We are Americans, and we want the best. Now! Instant gratification has become the American ethos. In roughly three generations, American society has been transformed from a nation of penny-pinchers, scrimpers and savers to a nation of consumption-addicted spendthrifts oblivious to tomorrow. Despite the second-highest per capita income in the world, we save next to nothing. As late as the mid-1980s, the savings rate regularly exceeded 10 percent.
Once upon a time, families actually saved to purchase a home. Young people saved money from their summer jobs to purchase a car. People even saved to prepare for unforeseen trouble or opportunity — "a rainy day."
Forgoing spending to save for something important taught crucial disciplines of delayed gratification and prudent spending. After several years of sacrificing certain comforts or pleasures, we are much more diligent to make certain that what we buy will last, to take care of that purchase, and to understand contracts before signing them.
That personal stake is absent from purchases that require little more than a promise to make future payments. When we have no skin in the game, it seems we have nothing to lose. As a result, Americans have amassed $2.5 trillion in household debt — more than $23,000 per household.
It's no wonder that we transfer that same instant gratification ethos to government. When we the people fail to practice self-discipline at home, we cannot possibly be serious about fiscal restraint in government.
Politicians of all stripes use our shortsightedness to their advantage. With rare exceptions, the populace doesn't embrace candidates who call for tough choices. That's why elections are typically won by the candidate who tells the most people what they want to hear.
For the last 30 years, high school students have learned virtually nothing about the proper limits of government, although they may hear that government should "stay out of your bedroom," which facilitates more instant gratification.
Nearly 200 years ago, Frederic Bastiat wrote: "Government is the great fiction by which everyone endeavors to live at the expense of everybody else."

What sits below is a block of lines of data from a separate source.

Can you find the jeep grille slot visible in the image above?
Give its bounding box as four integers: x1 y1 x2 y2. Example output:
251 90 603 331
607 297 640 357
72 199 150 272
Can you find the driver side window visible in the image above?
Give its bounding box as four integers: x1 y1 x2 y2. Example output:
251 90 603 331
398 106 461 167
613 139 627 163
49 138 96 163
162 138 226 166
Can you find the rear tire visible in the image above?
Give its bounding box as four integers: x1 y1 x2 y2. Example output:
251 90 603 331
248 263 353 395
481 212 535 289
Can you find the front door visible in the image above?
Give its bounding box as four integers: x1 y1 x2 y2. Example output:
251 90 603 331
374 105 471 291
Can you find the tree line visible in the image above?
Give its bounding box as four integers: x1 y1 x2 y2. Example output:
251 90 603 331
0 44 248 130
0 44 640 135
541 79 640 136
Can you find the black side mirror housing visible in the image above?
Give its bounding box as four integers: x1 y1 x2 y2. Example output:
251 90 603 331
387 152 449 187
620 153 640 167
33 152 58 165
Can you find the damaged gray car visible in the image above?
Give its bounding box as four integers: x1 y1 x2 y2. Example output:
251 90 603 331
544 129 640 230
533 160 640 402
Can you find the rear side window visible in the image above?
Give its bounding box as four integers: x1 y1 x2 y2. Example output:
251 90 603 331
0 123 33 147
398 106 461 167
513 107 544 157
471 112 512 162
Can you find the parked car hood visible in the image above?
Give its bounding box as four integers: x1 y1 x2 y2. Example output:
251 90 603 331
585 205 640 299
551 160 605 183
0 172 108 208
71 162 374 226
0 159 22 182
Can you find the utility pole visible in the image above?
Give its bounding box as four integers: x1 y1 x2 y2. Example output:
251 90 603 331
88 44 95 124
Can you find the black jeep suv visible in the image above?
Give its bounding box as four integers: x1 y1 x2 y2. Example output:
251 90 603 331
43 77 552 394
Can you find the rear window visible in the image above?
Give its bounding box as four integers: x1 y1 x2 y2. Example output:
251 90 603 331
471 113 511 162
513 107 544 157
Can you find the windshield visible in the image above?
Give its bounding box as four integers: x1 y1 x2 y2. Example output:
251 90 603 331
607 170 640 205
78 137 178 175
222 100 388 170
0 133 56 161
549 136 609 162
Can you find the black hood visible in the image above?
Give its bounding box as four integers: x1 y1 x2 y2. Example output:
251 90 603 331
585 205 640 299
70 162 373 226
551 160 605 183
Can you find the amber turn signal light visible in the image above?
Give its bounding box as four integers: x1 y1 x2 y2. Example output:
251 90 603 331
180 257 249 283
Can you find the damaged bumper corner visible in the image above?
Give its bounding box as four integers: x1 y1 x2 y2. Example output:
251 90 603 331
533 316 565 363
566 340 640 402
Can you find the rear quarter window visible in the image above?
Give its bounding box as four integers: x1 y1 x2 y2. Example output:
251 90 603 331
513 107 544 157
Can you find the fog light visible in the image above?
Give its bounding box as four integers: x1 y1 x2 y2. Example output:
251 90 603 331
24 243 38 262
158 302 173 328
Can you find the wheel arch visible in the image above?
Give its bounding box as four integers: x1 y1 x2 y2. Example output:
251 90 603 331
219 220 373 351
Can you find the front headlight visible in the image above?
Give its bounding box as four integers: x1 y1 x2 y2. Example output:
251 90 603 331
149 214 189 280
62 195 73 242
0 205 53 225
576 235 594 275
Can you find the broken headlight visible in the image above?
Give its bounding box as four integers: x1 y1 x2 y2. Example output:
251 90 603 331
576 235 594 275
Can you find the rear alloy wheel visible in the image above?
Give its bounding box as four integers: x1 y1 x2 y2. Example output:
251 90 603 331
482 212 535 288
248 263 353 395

It used to be that politicians sought to ingratiate themselves to the masses by vowing to tax "the rich." By now, most voters are savvy enough to realize that "rich" means everyone with a job and a pulse.
So candidates now promise more government goodies – health care and mortgage bailouts – at the expense of our children and grandchildren. They won't say it that plainly because we wouldn't fall for it if they did. But that's exactly what is happening.
When Congress and President Bush rushed to pass their popgun economic "stimulus" package, they increased the current year's deficit by more than 150 percent and charged another $152 billion to future generations.
The federal debt is more than $5 trillion — $48,359 per household. And that's just the tip of the iceberg. We owe another $5 trillion to federal employees and veterans for health care and retirement benefits.
However, the cost of retirement and health care programs for the general public really shafts our children and grandchildren. The unfunded cost of providing Social Security and Medicare benefits to everyone alive today is more than $45 trillion. That's not the total cost; it's the cost that cannot be covered by existing revenues.
The board of trustees of these two programs says the promises we've made to ourselves "are not sustainable under current financing arrangements." Social Security's existing surpluses will "turn into rapidly growing deficits as the baby boom generation retires."
"Medicare's financial status is even worse," the trustees warn. That should make any clear-thinking American recognize the sheer foolishness of creating a new health care entitlement for everyone.
Too many Americans, whipped into a frenzy by groups like AARP, prefer to sentence our children or grandchildren to stratospheric tax rates than to consider simply slowing the growth of future benefits. Without changes, government will grow from an historic cost of about 18 percent of GDP to 30 percent in just 22 years. In some 40 years, spending will consume 50 percent of GDP — more even than during World War II.
Our decisions today determine if we will saddle our children and grandchildren with an unrestrained government that drains the economy and makes the dollar virtually worthless.
If we hope to secure the blessings of liberty for our posterity, we must force our leaders to confront the future responsibly and aggressively. Most of us did not endure the Great Depression nor any of our country's most demanding tests. However, we face a moment of truth that is just as crucial to our nation's future.
It would be tragic if we who have been asked to do so little fail even this test.